Os indianos tem alguns costumes que me estranharam muito, no início. O mais marcante era o modo como eles meneavam a cabeça, como se quisessem dizer "não". No primeiro dia, eu estava explicando como o nosso equipamento funcionava, e o nosso amigo ficava meneando a cabeça. Perguntei a ele se estava entendendo o que eu estava falando e, ao mesmo tempo que ele virava a cabeça de um lado para o outro, ele respondia "sim". Eu ficava imaginando o que estava errado com ele. Só alguns dias depois fui perceber que eles não querem dizer não quando eles meneiam a cabeça; mas, todas as vezes que eu via isso dava vontade de perguntar o que estava errado.

Mesmo com a pobreza que existia lá, não vi muitos sinais de violência e mesmo de prostituição: todas as mulheres lá se vestiam de uma maneira discreta (não chega a ser como as muçulmanas, que só descobrem os olhos), muito diferente do que se vê no Brasil, por exemplo. Mesmo assim, existiam mulheres muito bonitas ali, e os vestidos típicos que usavam eram coloridas e muito elegantes. Mais uma evidência que não é simplesmente a pobreza a causa de todos os males.

O cinema indiano é comparável em termos de produção apenas com Hollywood. Eles tem até mesmo o nome do lugar onde ficam os estúdios de cinema: Bollywood (nem sei onde fica). Os astros de cinema são venerados pelo público. Quando eu estive lá, não se falava em outra coisa que não fosse o rapto de um astro de cinema por um grupo terrorista: quando ele foi libertado, foi a maior festa em Bangalore. Apesar disso, os filmes que eles fazem perdem, ao meus ver, em qualidade em relação aos filmes de Hollywood, mas são bem melhores que muitos filmes brasileiros. É do tipo você vê alguns exemplares e tudo o mais que você ver é uma combinação dos que você ja viu. Mas é divertido ver alguns filmes: é uma pena que eles não são em inglês.

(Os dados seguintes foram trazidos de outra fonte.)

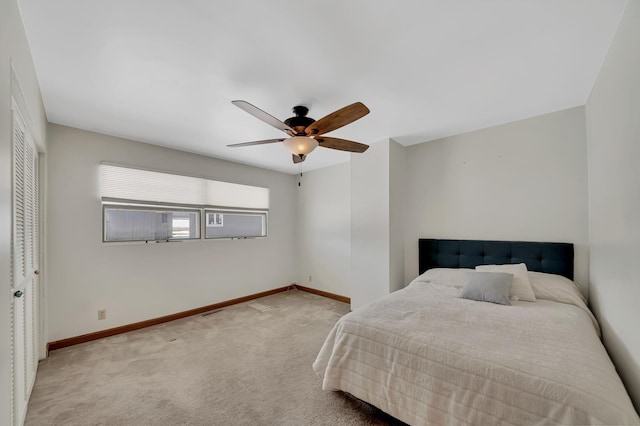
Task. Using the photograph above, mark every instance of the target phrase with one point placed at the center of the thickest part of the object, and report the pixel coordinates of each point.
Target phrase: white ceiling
(165, 72)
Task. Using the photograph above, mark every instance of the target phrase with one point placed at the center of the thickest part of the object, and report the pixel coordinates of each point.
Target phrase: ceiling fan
(304, 133)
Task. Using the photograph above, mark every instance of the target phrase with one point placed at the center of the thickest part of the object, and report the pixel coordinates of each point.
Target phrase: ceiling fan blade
(256, 142)
(341, 144)
(337, 119)
(261, 115)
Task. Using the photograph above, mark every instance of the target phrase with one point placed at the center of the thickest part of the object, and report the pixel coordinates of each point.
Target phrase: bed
(428, 356)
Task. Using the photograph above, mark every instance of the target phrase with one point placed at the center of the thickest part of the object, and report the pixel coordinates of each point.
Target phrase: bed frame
(553, 258)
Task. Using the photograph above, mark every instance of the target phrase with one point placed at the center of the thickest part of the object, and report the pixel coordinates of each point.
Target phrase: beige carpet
(248, 364)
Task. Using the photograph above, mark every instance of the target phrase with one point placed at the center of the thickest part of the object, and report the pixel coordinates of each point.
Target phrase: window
(142, 205)
(235, 224)
(141, 223)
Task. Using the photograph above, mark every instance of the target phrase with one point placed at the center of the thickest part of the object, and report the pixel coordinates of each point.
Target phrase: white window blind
(117, 182)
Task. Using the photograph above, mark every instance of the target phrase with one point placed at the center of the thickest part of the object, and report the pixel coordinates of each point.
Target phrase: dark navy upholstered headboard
(553, 258)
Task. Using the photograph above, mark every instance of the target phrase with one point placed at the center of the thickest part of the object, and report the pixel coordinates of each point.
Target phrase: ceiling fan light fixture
(300, 145)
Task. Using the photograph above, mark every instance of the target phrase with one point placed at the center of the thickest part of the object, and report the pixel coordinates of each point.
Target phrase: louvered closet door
(25, 272)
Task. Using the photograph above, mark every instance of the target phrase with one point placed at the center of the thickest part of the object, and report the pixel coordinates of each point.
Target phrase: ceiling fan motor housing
(300, 121)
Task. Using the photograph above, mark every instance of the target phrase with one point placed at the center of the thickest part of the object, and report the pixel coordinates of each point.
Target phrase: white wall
(142, 281)
(324, 229)
(377, 222)
(14, 49)
(370, 224)
(613, 134)
(525, 180)
(397, 203)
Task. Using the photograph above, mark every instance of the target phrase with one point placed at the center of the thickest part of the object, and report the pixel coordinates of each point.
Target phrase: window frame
(206, 211)
(202, 213)
(149, 207)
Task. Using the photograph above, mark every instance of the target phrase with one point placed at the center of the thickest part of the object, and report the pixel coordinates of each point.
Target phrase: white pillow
(520, 287)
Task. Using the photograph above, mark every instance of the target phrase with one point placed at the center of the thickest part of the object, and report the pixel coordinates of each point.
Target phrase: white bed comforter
(426, 356)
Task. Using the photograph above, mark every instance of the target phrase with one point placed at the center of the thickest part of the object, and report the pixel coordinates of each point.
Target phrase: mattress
(426, 356)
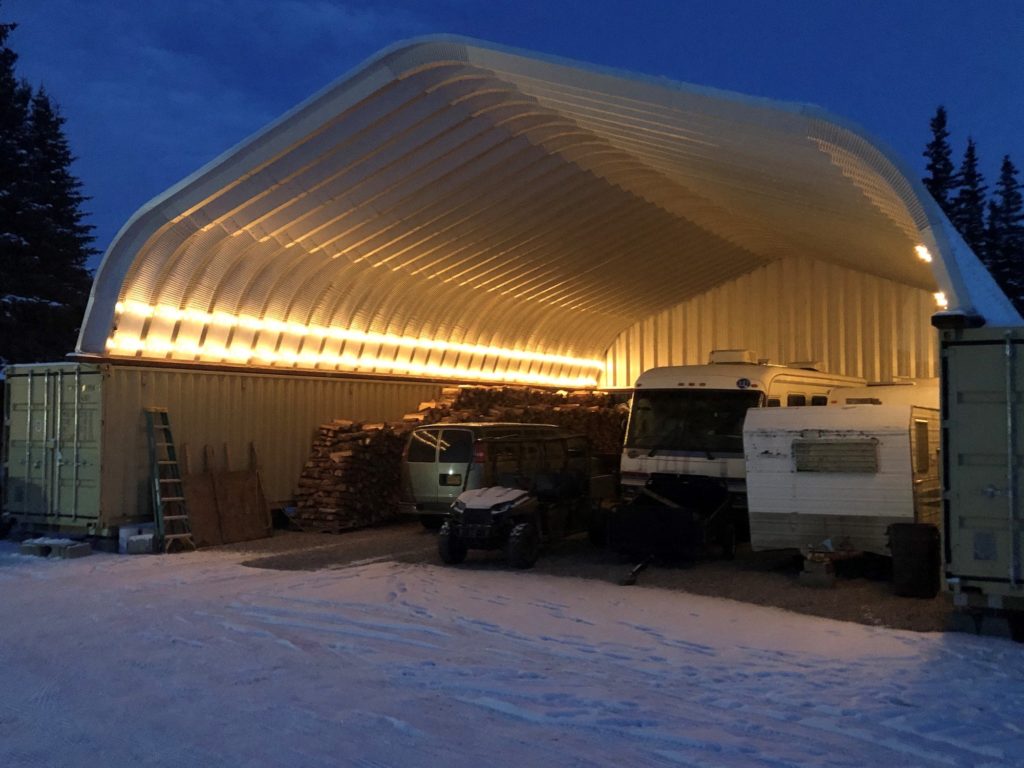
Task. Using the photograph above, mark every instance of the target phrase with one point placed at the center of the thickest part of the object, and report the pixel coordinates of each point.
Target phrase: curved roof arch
(455, 209)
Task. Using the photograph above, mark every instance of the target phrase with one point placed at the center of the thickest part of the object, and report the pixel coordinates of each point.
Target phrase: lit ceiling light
(370, 363)
(224, 320)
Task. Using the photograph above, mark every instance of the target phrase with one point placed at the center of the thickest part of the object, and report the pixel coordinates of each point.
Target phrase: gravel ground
(861, 592)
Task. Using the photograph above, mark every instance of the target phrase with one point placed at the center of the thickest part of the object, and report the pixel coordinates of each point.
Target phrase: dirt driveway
(766, 578)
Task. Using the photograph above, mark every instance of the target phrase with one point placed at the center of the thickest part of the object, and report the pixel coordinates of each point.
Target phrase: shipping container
(842, 474)
(983, 444)
(75, 452)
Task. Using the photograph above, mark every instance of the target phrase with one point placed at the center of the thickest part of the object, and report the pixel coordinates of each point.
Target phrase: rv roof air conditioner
(732, 355)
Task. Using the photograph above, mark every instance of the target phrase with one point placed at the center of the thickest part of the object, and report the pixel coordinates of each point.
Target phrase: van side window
(922, 451)
(456, 446)
(423, 445)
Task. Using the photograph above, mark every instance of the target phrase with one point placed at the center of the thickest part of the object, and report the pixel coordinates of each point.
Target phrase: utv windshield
(706, 421)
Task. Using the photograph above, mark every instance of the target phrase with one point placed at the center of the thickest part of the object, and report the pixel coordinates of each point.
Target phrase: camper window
(706, 421)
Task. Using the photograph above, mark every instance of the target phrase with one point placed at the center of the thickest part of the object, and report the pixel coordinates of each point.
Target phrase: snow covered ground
(198, 660)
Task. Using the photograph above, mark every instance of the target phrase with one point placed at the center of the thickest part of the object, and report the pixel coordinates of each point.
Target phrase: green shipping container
(75, 452)
(982, 404)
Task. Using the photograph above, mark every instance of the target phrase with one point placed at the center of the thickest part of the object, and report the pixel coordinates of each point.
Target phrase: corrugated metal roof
(453, 209)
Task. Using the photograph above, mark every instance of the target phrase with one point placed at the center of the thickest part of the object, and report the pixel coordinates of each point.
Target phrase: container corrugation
(216, 413)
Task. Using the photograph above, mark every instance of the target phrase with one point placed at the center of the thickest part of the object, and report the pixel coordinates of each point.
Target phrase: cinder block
(817, 573)
(72, 551)
(126, 531)
(139, 545)
(34, 548)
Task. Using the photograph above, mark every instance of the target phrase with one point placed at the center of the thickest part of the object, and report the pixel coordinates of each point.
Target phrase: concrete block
(139, 545)
(35, 548)
(71, 551)
(126, 531)
(817, 573)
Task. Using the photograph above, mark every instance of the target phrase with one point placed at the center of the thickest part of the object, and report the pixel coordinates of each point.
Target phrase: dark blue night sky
(154, 90)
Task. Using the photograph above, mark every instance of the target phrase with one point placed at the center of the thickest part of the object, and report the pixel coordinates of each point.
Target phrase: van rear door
(454, 454)
(421, 464)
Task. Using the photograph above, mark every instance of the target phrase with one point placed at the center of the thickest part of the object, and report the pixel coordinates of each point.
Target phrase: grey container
(75, 453)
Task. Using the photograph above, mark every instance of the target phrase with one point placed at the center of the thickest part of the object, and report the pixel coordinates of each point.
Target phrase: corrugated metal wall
(279, 414)
(794, 309)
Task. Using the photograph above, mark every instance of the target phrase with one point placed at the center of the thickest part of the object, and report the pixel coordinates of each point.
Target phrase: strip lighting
(118, 345)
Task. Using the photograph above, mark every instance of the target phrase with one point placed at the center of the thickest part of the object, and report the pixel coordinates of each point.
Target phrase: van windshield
(707, 421)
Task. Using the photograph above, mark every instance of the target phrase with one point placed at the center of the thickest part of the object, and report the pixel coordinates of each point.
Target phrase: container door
(51, 445)
(983, 446)
(422, 465)
(455, 452)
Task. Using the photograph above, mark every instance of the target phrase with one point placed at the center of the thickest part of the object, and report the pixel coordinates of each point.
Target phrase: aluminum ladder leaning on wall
(169, 510)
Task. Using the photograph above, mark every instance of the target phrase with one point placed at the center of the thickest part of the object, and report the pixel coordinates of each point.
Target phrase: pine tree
(968, 208)
(1005, 233)
(941, 180)
(44, 243)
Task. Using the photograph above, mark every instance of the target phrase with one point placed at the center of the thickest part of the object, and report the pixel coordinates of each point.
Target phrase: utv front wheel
(523, 546)
(450, 546)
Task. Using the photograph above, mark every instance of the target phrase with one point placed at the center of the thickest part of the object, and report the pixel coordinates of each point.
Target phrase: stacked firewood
(351, 478)
(600, 416)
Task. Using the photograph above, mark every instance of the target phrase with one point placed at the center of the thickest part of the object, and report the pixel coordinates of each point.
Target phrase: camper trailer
(683, 471)
(983, 446)
(837, 478)
(921, 392)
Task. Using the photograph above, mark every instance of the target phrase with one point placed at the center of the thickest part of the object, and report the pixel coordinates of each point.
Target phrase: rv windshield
(709, 421)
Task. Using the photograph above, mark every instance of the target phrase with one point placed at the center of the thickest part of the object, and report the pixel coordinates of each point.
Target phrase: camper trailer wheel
(597, 529)
(728, 542)
(523, 546)
(432, 522)
(452, 549)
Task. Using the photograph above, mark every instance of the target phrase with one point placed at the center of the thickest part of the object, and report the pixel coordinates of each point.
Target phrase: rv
(683, 471)
(837, 478)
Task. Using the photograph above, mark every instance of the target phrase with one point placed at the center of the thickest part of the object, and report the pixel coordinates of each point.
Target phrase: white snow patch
(197, 659)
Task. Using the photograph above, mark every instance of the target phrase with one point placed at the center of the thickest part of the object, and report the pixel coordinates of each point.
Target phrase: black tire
(452, 549)
(432, 522)
(597, 527)
(523, 546)
(728, 543)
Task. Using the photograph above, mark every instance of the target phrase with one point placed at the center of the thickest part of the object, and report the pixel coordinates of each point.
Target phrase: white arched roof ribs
(454, 193)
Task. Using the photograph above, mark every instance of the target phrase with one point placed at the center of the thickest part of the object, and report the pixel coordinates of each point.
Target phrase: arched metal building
(452, 211)
(460, 211)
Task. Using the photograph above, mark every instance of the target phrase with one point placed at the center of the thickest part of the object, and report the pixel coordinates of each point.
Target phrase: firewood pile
(352, 476)
(600, 416)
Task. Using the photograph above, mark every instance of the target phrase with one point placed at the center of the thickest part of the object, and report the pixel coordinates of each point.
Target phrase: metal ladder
(169, 510)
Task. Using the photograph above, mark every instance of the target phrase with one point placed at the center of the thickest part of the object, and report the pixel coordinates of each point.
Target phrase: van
(440, 461)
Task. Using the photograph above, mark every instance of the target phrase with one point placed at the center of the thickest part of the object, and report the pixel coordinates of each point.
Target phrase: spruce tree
(968, 209)
(44, 243)
(941, 180)
(1005, 232)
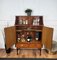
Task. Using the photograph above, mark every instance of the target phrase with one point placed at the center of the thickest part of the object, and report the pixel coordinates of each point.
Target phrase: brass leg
(40, 51)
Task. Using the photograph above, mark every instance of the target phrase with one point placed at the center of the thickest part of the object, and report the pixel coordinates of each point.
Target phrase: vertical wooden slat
(10, 36)
(47, 35)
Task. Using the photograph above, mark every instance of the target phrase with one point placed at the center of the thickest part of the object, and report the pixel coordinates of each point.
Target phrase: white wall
(10, 8)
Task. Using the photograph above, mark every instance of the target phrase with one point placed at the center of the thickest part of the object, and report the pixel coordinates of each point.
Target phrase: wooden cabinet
(29, 32)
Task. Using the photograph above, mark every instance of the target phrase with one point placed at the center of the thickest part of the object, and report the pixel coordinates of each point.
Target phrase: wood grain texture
(26, 53)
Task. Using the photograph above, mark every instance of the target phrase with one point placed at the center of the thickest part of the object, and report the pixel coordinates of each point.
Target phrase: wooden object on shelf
(28, 27)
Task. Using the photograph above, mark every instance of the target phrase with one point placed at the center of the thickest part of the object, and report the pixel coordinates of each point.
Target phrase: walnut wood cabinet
(28, 32)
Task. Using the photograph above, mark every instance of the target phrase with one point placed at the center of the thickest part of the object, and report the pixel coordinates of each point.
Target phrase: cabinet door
(10, 36)
(47, 35)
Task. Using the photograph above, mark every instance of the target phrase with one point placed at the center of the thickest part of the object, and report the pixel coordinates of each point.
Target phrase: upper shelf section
(29, 20)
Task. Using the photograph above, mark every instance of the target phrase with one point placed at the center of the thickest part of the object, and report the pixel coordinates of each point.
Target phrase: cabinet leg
(17, 51)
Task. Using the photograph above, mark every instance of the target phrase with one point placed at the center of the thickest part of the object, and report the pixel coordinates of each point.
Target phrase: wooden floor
(26, 53)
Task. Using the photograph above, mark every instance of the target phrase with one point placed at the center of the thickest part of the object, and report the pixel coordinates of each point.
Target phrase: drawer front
(22, 45)
(32, 46)
(38, 45)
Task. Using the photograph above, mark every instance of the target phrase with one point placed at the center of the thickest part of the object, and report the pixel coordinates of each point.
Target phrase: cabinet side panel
(10, 36)
(47, 37)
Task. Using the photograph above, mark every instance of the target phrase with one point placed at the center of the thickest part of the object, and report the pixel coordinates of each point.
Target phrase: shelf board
(29, 30)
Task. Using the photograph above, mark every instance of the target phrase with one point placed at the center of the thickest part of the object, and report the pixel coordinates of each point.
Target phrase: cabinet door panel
(47, 35)
(10, 36)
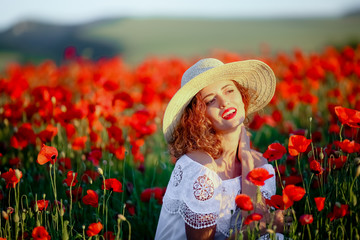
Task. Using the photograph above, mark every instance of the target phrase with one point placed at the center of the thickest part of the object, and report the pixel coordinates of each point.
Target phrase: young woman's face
(224, 105)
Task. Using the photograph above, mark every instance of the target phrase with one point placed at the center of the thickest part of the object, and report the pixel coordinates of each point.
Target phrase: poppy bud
(357, 161)
(121, 217)
(100, 171)
(62, 212)
(5, 215)
(18, 173)
(357, 171)
(16, 218)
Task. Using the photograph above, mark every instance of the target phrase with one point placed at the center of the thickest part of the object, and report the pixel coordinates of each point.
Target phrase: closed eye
(210, 101)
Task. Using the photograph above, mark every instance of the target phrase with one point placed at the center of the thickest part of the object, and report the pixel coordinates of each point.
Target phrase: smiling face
(224, 105)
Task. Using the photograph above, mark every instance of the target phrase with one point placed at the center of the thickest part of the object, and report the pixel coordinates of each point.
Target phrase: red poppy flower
(112, 184)
(258, 176)
(47, 154)
(315, 167)
(275, 201)
(244, 202)
(94, 229)
(42, 204)
(12, 177)
(292, 193)
(348, 146)
(109, 235)
(337, 163)
(40, 233)
(306, 219)
(252, 217)
(339, 211)
(91, 198)
(274, 151)
(71, 179)
(320, 203)
(348, 116)
(298, 144)
(156, 193)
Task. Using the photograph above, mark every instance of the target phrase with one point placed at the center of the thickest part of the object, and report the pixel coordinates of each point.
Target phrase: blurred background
(41, 29)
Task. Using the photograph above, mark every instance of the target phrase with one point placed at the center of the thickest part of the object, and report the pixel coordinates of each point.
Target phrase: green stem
(278, 171)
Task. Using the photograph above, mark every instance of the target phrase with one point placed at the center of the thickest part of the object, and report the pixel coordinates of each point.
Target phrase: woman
(204, 126)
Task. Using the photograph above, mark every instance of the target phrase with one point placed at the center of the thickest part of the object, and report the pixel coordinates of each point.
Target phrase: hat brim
(251, 74)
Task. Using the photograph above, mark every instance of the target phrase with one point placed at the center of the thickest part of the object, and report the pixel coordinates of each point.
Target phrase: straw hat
(251, 74)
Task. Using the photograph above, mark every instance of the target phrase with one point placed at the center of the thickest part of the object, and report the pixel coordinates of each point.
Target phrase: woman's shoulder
(200, 157)
(259, 160)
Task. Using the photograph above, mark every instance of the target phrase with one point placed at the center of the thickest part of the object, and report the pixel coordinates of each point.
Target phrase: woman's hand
(200, 234)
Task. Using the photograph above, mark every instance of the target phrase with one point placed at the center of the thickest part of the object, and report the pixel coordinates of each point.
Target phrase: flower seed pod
(5, 215)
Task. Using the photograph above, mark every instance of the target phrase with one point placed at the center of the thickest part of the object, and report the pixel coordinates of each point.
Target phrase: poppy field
(83, 156)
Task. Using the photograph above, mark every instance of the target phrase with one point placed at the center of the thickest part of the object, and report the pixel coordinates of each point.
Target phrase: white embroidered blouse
(196, 195)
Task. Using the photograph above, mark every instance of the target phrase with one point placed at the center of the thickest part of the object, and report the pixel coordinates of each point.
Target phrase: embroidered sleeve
(194, 193)
(269, 188)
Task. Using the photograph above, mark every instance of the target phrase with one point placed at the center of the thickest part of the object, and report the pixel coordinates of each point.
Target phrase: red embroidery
(203, 188)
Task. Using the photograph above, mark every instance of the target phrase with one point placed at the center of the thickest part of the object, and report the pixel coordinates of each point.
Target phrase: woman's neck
(230, 141)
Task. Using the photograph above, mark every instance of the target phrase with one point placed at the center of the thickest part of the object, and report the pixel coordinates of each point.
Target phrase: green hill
(136, 39)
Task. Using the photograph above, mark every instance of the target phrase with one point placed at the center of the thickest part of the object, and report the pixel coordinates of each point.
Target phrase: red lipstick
(229, 113)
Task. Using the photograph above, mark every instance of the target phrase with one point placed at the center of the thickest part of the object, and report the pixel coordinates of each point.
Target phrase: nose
(223, 102)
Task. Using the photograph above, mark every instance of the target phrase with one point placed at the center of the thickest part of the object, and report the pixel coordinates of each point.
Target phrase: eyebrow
(227, 85)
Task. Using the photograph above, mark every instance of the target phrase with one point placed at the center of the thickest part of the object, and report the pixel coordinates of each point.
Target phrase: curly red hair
(195, 132)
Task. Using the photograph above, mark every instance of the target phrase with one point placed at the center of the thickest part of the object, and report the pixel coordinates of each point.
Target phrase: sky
(67, 12)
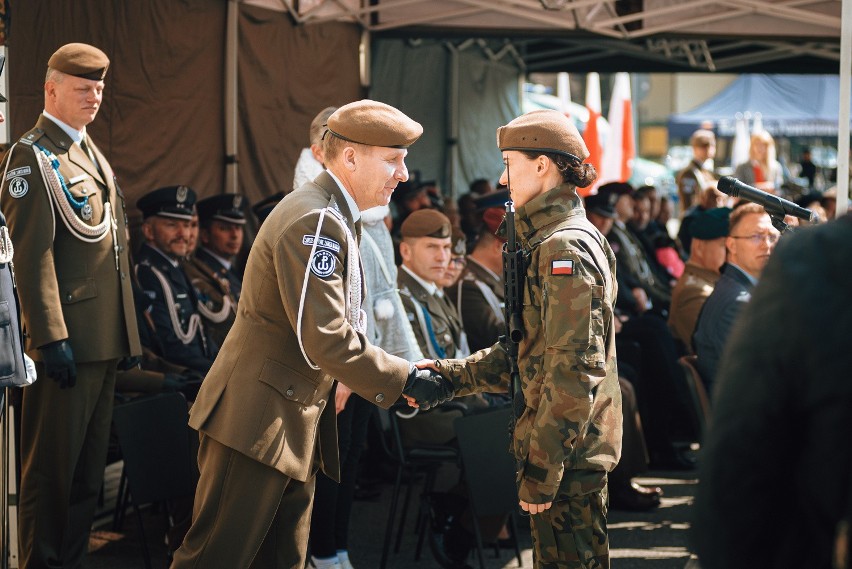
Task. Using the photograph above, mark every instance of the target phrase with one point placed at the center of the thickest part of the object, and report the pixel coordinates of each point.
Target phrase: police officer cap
(374, 124)
(702, 137)
(172, 201)
(544, 131)
(80, 60)
(224, 207)
(264, 207)
(602, 203)
(426, 223)
(711, 224)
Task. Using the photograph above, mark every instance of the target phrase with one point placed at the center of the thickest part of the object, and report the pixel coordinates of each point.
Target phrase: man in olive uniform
(695, 178)
(266, 412)
(211, 267)
(479, 294)
(425, 251)
(707, 255)
(77, 305)
(567, 436)
(167, 213)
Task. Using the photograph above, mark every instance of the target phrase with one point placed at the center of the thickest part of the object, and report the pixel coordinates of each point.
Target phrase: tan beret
(375, 124)
(426, 223)
(543, 131)
(702, 137)
(80, 60)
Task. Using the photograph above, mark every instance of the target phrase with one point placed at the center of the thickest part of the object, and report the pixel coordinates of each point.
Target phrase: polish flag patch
(562, 267)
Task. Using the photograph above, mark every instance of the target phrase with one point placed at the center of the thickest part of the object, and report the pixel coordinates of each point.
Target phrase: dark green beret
(711, 224)
(172, 201)
(426, 223)
(374, 124)
(223, 207)
(544, 131)
(80, 60)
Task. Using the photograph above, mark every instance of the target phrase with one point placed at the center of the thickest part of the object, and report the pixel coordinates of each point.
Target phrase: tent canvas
(789, 105)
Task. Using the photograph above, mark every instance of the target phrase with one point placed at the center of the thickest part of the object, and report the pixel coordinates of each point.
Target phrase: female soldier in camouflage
(568, 435)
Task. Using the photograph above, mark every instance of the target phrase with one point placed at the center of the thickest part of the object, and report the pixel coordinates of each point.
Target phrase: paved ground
(652, 540)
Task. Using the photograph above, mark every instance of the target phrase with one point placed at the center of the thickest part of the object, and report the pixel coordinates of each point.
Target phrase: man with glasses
(749, 244)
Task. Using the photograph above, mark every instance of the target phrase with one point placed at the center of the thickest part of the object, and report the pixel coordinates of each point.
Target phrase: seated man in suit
(211, 268)
(749, 243)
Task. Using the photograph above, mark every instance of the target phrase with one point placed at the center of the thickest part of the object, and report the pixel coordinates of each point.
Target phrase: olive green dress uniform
(266, 411)
(75, 290)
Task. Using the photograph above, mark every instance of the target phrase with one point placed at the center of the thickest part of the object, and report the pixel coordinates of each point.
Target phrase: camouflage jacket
(572, 419)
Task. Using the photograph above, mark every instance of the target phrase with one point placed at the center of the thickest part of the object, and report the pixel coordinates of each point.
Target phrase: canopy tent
(788, 105)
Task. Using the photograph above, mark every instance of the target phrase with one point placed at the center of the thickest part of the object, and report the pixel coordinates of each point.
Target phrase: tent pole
(231, 96)
(843, 117)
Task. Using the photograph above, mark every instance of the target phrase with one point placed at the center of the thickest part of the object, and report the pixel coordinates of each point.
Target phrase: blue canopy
(789, 105)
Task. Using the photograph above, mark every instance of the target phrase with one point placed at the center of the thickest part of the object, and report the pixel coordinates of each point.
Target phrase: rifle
(514, 274)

No hotel, eu dei uma lida em um dos maiores clássicos da literatura hindu, o Mahabaratha, considerada a Bíblia da religião hindu. Não foi a edição inteira, que é muito mais extensa que a Bíblia, mas um trecho dela em que Krishna ensina a um discípulo o caminho para alcançar o "nirvana", o céu dos hindus. Os ensinos são bastante filosóficos, do tipo Paulo Coelho. Krishna era considerado um Deus que encarnava a cada não-sei-quantos milhares de anos. Na história, ele tinha se encarnado como um membro da família real, agindo ativamente para que o bem prevalecesse. Os ensinos de Krishna envolviam o princípio do carma, da reencarnação, da unificação do espírito com ele, da meditação, da ioga, etc. Krishna pareceu-me ter uma posição bastante parecida com a de Jesus Cristo: propôs um relacionamento íntimo com ele, falava para o discípulo chamá-lo de Senhor dos Senhores, o Deus supremo, encarnou no mundo material, era considerado o Deus bom e justo, entre outras coisas.

Apesar de a religião hindu dizer que cada um recebe de acordo com o que fez na vida terrena, não existe a noção de pecado, e muito menos o de estar ofendendo a um Deus pessoal. O que existe é uma relação de causa-consequência, sintetizada na noção do carma: se eu sou uma pessoa miserável, é porque o meu arma é ruim, e devo ter feito coisas erradas nas encarnações anteriores. Não há esperança nesta vida, o remédio é apenas conformar-se com ela e esperar que na próxima reencarnação o carma melhore. Não existe a noção de um Deus amoroso que faz o que for possível, inclusive dar a sua vida, para te tirar da miséria. Não há espaço para graça, de um presente imerecido de Deus: você tem de se virar sozinho com o teu carma, e isso é um processo aparentemente sem fim de reencarnar, reencarnar, reencarnar... O modo de melhorar o carma é utilizar-se de varias praticas religiosas, a fim de ver este mundo material como uma ilusão e tornar-se cada vez mais consciente do mundo espiritual; isso é feito através da meditação, da ioga e da recitação de mantras, que têm a função de fazê-lo se desligar do mundo onde está e esvaziar-se. No mundo espiritual, o iogue "vê" uma outra realidade, com aqueles milhares e milhares de deuses que os hindus dizem existir. Só tem um problema: nem todos são bons. E, se todos os que dizem que são bons são bons mentirosos? O resultado de todos estes ensinamentos dá para se perceber no estado como a Índia está, desde 4000 a.C: realmente, não creio que se deva brincar com esse tipo de criaturas.